Art & Art History
Voices: Maureen P. Sherlock
Gallery 400 Lecture Room
400 South Peoria Street
Maureen P. Sherlock presents an analysis of two major currents in art, museum, and critical practice, responding to crises points in late capitalism. Her talk addresses issues raised by Pierre Bourdieu, Jurgen Habermas, and Nancy Frazier in an attempt to ground a critique of current art ideologies.
Sherlock has taught philosophy at a number of universities and has published extensively on critical theory and contemporary art. Her essay on Robert Gober will be published this fall by the Dia Center for the Arts, and her book City Sites: Urbanism, Art, and the Public Sphere is forthcoming. Her articles “Ecce Homo: The Work of Roert Blanchon,“ and “Unruly Publics” will appear in the New Art Examiner’s November and December issues respectively, while “Of Rings, Rapture, and Regression” will appear in the December issue of Sculpture.
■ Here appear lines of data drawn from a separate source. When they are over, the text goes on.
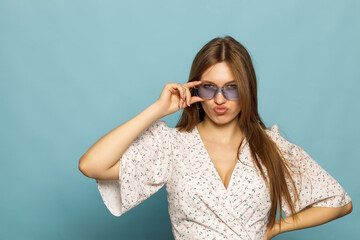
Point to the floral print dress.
(200, 207)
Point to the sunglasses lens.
(208, 91)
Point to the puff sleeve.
(145, 167)
(316, 187)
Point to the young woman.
(226, 173)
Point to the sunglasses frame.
(195, 92)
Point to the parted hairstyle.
(263, 149)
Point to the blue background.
(71, 71)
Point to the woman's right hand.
(176, 96)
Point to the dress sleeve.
(145, 167)
(316, 187)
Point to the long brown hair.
(263, 150)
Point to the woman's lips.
(220, 110)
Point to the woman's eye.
(232, 86)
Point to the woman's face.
(220, 75)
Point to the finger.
(187, 95)
(176, 88)
(195, 99)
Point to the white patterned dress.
(200, 207)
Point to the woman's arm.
(310, 217)
(106, 152)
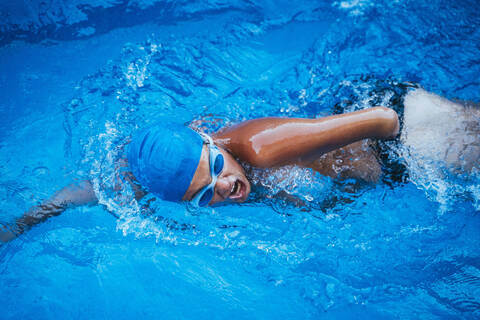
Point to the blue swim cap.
(164, 158)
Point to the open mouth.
(238, 191)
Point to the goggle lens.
(218, 165)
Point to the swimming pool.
(78, 77)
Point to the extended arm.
(71, 196)
(269, 142)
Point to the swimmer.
(175, 163)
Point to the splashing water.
(304, 246)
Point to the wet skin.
(232, 184)
(271, 142)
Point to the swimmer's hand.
(74, 195)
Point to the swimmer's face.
(232, 184)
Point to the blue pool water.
(77, 77)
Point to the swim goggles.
(203, 197)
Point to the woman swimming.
(175, 163)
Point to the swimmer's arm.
(71, 196)
(270, 142)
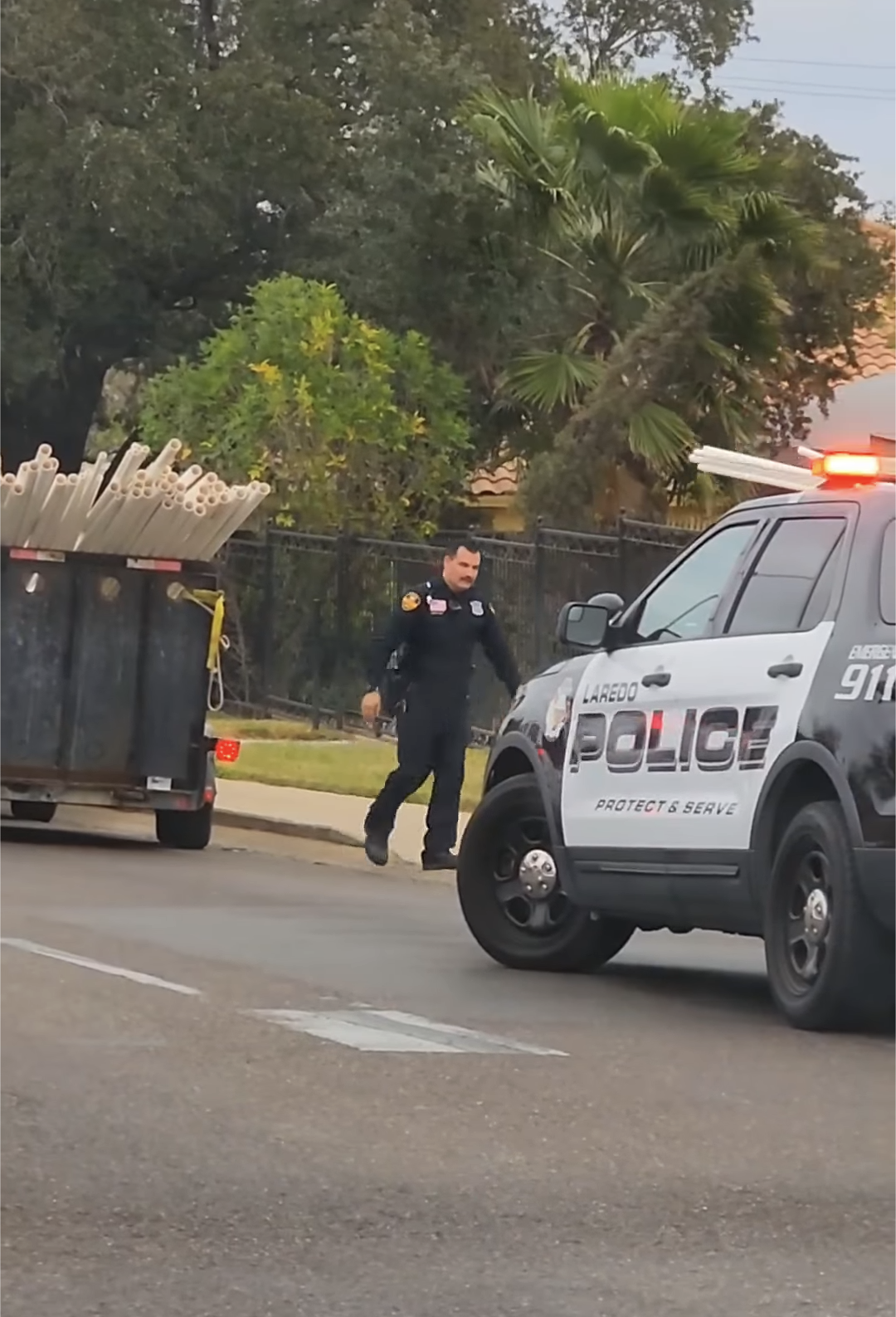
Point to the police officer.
(436, 630)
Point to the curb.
(280, 827)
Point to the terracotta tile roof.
(499, 482)
(875, 348)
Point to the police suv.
(720, 754)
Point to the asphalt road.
(166, 1151)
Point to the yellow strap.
(213, 602)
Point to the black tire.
(181, 830)
(33, 812)
(835, 973)
(563, 938)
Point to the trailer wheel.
(33, 812)
(179, 830)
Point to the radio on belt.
(718, 752)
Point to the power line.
(774, 89)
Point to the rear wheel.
(184, 830)
(829, 964)
(33, 812)
(509, 893)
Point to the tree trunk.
(51, 411)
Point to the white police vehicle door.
(675, 733)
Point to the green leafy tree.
(603, 35)
(635, 191)
(155, 159)
(355, 427)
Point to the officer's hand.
(370, 706)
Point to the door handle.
(657, 679)
(786, 669)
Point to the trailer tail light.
(226, 751)
(848, 468)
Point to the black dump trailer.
(105, 672)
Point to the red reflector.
(226, 751)
(855, 466)
(154, 564)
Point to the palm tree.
(640, 194)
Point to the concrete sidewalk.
(320, 816)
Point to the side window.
(790, 587)
(683, 606)
(889, 574)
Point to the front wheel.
(829, 964)
(509, 893)
(184, 830)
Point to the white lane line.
(85, 963)
(395, 1032)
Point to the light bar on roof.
(864, 466)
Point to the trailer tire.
(179, 830)
(33, 812)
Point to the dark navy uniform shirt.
(438, 631)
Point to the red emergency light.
(226, 751)
(848, 468)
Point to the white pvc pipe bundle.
(145, 511)
(757, 471)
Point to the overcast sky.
(833, 65)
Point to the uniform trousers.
(433, 734)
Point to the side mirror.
(612, 602)
(583, 625)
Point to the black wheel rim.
(537, 917)
(806, 915)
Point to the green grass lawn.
(350, 769)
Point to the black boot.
(377, 848)
(438, 861)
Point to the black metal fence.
(303, 608)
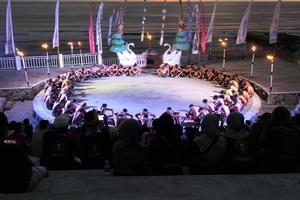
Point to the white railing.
(7, 63)
(13, 63)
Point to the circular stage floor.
(145, 91)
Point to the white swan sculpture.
(127, 58)
(171, 57)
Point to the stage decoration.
(99, 32)
(143, 22)
(117, 42)
(195, 48)
(173, 57)
(162, 32)
(111, 19)
(10, 43)
(181, 40)
(210, 31)
(91, 33)
(203, 32)
(190, 18)
(242, 34)
(55, 40)
(275, 23)
(125, 55)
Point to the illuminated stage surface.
(145, 91)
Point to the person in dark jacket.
(129, 155)
(165, 150)
(241, 146)
(278, 144)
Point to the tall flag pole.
(242, 34)
(91, 33)
(190, 17)
(203, 32)
(10, 43)
(196, 35)
(55, 40)
(111, 19)
(275, 25)
(120, 14)
(99, 33)
(163, 17)
(210, 31)
(143, 22)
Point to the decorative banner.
(111, 19)
(242, 34)
(196, 40)
(190, 16)
(98, 28)
(91, 35)
(10, 42)
(120, 14)
(275, 23)
(203, 37)
(162, 32)
(143, 22)
(55, 40)
(210, 31)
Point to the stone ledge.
(93, 184)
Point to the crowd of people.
(58, 90)
(82, 139)
(238, 90)
(268, 145)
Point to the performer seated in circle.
(176, 71)
(112, 70)
(174, 115)
(135, 70)
(104, 109)
(78, 116)
(163, 70)
(57, 108)
(192, 113)
(210, 106)
(70, 107)
(88, 74)
(202, 112)
(124, 114)
(145, 117)
(50, 100)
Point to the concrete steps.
(3, 101)
(94, 184)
She is currently also working on a catalogue essay on the work of Greg Green, which will be published by Max Protetch and Feigen Gallery in conjunction with a project Green has been commissioned for in England. An essay on transgressive art practices will also be published in an anthology edited by Glenn Harper for the State University of New York Press later this spring.